Frequently Asked Questions

How does Little Room manage WordPress deployments?
Every change goes through Git version control with automated testing and code review before deployment. Code that merges to the main branch deploys to staging automatically. Production deployments are manual and deliberate, with a documented rollback plan for every release.

What happens if something breaks after a WordPress deployment?
Every deployment includes a rollback plan. For theme changes, the previous version stays available for immediate revert. For database changes, reversible migrations or pre-deployment snapshots ensure a clear path back. Priority one is always restoring service. Investigation, documentation, and prevention follow.

Does Little Room use automated testing for WordPress projects?
Yes. Automated pipelines run on every push and pull request, covering PHP and JavaScript linting plus automated test suites. Nothing merges unless the pipeline passes. This catches regressions before they reach human review.

How does Little Room handle WordPress plugin and theme dependencies?
Dependencies are managed through Composer with a lockfile so every environment runs identical versions. Theme and custom plugin code is version-controlled. WordPress core, third-party plugins managed by Composer, the uploads directory, and the database stay out of the repository.

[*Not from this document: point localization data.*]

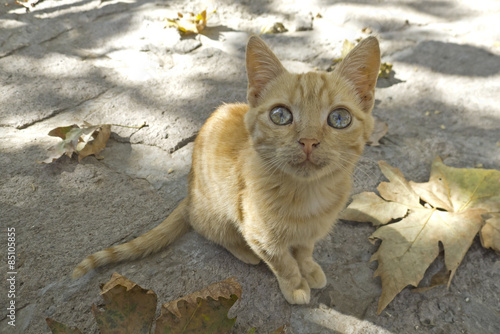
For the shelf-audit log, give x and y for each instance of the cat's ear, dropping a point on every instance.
(361, 67)
(262, 68)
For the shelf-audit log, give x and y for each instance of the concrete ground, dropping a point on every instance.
(69, 61)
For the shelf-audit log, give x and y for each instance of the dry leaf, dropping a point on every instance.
(380, 129)
(128, 307)
(190, 23)
(448, 209)
(60, 328)
(490, 233)
(204, 311)
(385, 70)
(84, 141)
(273, 28)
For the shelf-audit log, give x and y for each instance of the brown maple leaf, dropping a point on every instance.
(449, 209)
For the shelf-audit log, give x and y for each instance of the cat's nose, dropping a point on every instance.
(308, 145)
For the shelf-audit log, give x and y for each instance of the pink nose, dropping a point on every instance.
(308, 145)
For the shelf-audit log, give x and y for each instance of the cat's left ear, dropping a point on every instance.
(262, 68)
(361, 67)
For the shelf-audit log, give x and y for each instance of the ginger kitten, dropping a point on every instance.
(269, 178)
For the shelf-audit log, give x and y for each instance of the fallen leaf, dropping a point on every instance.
(380, 129)
(281, 330)
(84, 141)
(385, 70)
(273, 28)
(60, 328)
(204, 311)
(190, 23)
(490, 233)
(128, 307)
(448, 209)
(95, 143)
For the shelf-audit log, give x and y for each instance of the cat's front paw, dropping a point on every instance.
(315, 276)
(300, 294)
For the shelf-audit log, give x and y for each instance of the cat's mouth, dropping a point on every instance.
(305, 167)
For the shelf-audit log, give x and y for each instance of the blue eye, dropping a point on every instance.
(281, 116)
(339, 118)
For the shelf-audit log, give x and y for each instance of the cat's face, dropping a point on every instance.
(313, 124)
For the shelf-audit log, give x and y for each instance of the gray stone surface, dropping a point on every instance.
(71, 61)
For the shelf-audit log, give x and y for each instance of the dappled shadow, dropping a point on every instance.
(71, 210)
(453, 59)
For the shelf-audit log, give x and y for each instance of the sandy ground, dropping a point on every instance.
(71, 61)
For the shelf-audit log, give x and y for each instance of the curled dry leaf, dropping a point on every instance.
(128, 307)
(189, 23)
(490, 233)
(449, 209)
(204, 311)
(273, 28)
(84, 141)
(60, 328)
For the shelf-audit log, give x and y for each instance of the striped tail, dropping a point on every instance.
(172, 228)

What does a WordPress performance optimization engagement look like?
Every optimization starts with a full audit: database health, plugin overhead, asset delivery, caching configuration, and Core Web Vitals. The audit produces a prioritized list of changes ranked by impact. Implementation is methodical, with before-and-after measurements for each change using tools like WebPageTest and real-user monitoring data.

What does ongoing WordPress maintenance from Little Room include?
Maintenance covers WordPress core, plugin, and theme updates applied on a regular schedule in a staging environment before they touch production. It also includes uptime monitoring, regular database maintenance, security scanning, and backups verified by periodic test restores. The goal is that your site stays healthy without you having to think about it.

What documentation does Little Room provide for WordPress projects?
The deployment process, branching strategy, CI/CD configuration, and rollback procedure are all documented in the project repository. Incident response notes are captured there too. The goal is that any qualified developer can pick up the project and ship a release without guessing.